The day I knew I needed help
There was a day I knew something had to change.
Not in a quiet, gentle way. In a moment where everything felt too loud. Too heavy. Too much. I remember thinking I was done. Not in a dramatic way.
Just… finished. Like I had nothing left to give. Like I couldn’t keep doing this. Like I didn’t want to be here anymore. But at the same time… something inside me wasn’t ready to give up. There was this small, fragile part of me that still wanted to stay.
Even if I didn’t fully understand why.
I remember thinking: I’ll give the world one more chance. Just one. If something or someone can help me, then maybe I’ll stay. But if not… then maybe that would be my sign. Maybe that would mean I was done. That was the line I was standing on. Right on the edge of everything. So I picked up the phone.
I called the mental health crisis line. My heart was racing. My hands were shaking. And I didn’t really know what I was going to say until I said it.
And what came out of my mouth was:
“I don’t want to die… but I’m scared I will if you don’t help me. I’m scared of what I’ll do.” Even saying it out loud felt terrifying. Like admitting it made it more real.
But also… like maybe, finally, someone would hear me.
I didn’t want to die. But I didn’t feel safe with myself either.
And that’s the part that was so hard to explain. It was this in-between space. Not wanting to end things. But not feeling able to keep going the way I was. And in that moment… I realised something important.
I hadn’t run out of hope. I was just running out of ways to cope. And reaching out didn’t mean I was weak. It meant I was still here. Still trying. Still choosing to give that small part of me a chance.
That phone call didn’t fix everything. But it was the start of something. It was the moment I stopped carrying it all alone. The moment I let someone else hear how bad it really was. And maybe that’s what I needed most. Not to be told everything would be okay.
But to not be alone in it anymore. That day changed something in me. Because even at my lowest…
I still chose to reach out.
And I still have days where I feel close to that place again. Days where the thought comes in quietly. That maybe death would be the easier way. The quieter way. The nicer way out. Not in a way where I want to act on it. But in a way where it feels… like relief. Like if something happened and I wasn’t here anymore,
it would be okay. Maybe even better. Like I wouldn’t have to carry everything anymore.
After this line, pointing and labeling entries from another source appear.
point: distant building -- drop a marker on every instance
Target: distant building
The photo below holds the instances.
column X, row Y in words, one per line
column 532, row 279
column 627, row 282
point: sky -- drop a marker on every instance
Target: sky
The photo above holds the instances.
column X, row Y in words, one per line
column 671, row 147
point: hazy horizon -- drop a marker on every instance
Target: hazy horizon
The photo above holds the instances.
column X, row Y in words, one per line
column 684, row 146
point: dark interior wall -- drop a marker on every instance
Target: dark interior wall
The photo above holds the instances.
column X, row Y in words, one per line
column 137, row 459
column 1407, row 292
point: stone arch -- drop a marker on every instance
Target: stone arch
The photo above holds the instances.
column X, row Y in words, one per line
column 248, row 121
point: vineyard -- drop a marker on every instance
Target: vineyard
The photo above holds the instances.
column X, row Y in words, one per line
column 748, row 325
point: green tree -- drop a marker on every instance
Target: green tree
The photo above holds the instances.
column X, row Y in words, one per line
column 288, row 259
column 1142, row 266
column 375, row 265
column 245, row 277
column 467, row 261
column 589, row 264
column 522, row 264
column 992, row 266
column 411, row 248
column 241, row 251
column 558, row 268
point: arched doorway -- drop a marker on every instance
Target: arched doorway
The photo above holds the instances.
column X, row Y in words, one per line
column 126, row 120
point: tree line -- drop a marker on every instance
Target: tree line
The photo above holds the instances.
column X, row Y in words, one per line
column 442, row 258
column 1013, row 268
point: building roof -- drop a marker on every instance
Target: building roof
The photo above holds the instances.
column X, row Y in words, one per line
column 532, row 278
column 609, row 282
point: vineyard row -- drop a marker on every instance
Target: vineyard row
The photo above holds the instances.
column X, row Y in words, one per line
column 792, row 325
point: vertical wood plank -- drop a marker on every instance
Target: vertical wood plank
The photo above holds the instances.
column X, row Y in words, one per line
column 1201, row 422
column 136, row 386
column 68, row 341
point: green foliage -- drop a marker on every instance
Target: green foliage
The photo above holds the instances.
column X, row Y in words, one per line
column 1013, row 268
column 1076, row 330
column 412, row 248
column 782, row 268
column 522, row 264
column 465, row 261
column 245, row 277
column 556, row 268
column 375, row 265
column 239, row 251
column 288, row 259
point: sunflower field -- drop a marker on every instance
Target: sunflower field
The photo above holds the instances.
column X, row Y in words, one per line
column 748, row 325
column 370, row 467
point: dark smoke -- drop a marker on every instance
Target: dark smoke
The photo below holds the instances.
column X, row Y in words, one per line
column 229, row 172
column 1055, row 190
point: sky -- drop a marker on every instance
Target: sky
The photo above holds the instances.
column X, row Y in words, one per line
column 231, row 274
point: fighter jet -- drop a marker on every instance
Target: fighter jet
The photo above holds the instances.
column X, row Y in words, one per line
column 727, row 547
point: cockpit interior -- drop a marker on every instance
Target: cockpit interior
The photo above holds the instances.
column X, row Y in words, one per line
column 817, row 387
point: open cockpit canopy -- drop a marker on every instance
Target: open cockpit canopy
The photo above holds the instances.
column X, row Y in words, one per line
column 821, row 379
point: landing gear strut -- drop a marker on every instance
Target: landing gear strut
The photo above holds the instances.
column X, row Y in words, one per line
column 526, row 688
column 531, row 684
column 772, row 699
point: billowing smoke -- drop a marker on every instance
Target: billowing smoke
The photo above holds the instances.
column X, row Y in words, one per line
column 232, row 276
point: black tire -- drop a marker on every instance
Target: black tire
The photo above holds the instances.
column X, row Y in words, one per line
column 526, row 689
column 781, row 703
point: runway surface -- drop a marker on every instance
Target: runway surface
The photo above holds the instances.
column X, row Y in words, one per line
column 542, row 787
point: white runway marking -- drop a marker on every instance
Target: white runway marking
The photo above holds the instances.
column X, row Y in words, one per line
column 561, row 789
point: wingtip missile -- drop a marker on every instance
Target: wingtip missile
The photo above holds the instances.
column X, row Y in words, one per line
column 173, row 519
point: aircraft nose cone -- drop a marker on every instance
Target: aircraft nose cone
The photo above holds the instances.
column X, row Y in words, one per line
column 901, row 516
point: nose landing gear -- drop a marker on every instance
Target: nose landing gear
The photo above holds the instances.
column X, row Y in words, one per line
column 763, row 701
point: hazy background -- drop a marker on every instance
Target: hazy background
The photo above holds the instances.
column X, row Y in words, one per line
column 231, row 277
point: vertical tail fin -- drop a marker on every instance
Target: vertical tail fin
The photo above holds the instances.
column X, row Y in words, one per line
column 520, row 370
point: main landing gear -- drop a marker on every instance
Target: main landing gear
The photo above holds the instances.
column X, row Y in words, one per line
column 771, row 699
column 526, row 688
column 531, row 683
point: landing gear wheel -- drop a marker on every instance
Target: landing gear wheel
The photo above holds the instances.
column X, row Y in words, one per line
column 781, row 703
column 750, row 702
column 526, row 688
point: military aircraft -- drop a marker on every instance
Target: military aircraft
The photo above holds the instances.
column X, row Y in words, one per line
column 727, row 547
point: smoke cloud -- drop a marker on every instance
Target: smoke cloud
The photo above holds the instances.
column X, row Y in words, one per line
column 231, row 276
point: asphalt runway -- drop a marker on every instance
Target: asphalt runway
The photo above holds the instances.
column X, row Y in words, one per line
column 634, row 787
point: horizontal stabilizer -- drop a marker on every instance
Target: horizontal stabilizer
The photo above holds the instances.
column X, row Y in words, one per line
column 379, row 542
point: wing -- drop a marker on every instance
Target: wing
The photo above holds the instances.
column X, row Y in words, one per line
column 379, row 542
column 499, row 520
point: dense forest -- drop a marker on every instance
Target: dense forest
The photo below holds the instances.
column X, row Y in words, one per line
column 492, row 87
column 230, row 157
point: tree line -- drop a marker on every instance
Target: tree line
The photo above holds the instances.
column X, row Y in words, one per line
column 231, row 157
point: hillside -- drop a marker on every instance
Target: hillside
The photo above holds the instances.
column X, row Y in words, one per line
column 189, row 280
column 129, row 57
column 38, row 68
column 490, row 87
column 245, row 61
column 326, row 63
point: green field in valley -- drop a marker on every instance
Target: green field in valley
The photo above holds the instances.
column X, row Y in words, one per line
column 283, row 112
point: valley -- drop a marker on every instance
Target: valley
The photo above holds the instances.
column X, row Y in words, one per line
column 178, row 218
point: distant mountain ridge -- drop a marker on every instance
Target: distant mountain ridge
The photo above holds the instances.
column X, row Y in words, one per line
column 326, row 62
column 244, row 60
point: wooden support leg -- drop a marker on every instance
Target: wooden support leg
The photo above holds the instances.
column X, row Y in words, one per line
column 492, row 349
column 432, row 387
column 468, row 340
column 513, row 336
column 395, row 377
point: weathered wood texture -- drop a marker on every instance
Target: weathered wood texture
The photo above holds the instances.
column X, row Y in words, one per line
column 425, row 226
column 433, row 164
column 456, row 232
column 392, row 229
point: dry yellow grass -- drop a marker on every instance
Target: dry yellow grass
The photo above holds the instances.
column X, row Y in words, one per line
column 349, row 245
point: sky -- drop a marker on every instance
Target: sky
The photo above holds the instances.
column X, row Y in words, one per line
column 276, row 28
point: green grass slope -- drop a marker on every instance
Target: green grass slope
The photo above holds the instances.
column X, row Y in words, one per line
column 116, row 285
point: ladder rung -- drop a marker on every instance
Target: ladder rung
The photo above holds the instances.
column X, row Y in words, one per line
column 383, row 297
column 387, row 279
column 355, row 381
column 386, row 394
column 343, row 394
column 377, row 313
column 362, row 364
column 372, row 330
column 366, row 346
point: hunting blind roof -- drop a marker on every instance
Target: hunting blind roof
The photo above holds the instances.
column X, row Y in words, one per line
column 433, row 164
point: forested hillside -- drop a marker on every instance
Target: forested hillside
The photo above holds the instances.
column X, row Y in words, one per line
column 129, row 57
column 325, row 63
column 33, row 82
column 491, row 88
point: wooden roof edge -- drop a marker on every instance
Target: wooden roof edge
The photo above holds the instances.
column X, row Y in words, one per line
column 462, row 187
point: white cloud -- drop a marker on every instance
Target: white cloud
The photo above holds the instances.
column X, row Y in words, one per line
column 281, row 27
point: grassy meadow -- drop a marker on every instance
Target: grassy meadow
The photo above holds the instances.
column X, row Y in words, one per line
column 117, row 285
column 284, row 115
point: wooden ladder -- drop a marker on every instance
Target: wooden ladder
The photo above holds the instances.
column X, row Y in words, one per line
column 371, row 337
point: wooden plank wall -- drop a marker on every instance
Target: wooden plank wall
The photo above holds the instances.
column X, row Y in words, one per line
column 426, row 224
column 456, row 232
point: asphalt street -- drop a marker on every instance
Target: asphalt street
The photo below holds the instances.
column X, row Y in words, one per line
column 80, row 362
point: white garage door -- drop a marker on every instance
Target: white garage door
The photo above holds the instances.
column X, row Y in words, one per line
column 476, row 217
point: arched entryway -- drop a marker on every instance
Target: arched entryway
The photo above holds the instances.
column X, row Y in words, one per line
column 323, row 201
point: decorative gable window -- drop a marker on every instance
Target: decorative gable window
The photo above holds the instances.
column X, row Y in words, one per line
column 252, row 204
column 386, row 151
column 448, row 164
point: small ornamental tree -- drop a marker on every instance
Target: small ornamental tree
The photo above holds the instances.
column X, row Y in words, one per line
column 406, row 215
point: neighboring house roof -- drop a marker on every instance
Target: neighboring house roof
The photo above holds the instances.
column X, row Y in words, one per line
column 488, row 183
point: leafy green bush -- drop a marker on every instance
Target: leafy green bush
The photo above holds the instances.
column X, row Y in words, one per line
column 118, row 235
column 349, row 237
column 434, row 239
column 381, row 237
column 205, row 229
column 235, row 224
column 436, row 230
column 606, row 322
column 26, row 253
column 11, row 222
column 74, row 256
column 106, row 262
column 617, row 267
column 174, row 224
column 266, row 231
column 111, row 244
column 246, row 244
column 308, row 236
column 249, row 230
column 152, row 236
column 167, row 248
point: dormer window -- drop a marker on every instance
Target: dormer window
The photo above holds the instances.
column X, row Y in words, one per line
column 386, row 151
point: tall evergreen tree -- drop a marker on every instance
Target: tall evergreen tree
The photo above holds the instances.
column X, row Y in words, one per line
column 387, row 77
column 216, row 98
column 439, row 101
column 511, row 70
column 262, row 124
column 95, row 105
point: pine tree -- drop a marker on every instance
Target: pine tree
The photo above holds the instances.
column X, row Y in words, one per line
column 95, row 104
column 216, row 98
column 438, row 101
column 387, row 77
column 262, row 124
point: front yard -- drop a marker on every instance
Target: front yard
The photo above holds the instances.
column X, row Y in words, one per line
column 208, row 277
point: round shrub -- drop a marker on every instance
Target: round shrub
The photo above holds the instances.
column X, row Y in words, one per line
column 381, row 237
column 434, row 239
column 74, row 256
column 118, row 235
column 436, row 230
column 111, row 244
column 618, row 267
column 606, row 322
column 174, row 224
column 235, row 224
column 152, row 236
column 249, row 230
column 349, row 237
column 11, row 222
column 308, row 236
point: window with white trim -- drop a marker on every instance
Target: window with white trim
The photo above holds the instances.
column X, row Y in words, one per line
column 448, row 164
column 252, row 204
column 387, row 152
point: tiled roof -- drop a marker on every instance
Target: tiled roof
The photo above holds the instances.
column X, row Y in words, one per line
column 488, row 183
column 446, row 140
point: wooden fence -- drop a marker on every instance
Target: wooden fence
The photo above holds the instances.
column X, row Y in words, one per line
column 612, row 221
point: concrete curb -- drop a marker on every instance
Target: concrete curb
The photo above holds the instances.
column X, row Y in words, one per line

And I’ve had to learn how to sit with that feeling without letting it become the answer. Because it’s not about wanting to die. It’s about wanting things to feel lighter. Easier. Safer. And those are very different things.
So I remind myself: Just because the thought shows up doesn’t mean I have to follow it. Just because a feeling feels heavy doesn’t mean it’s the truth. And just because some days still feel like that… doesn’t mean I’m back at the beginning. It just means I’m still human. Still healing. Still here.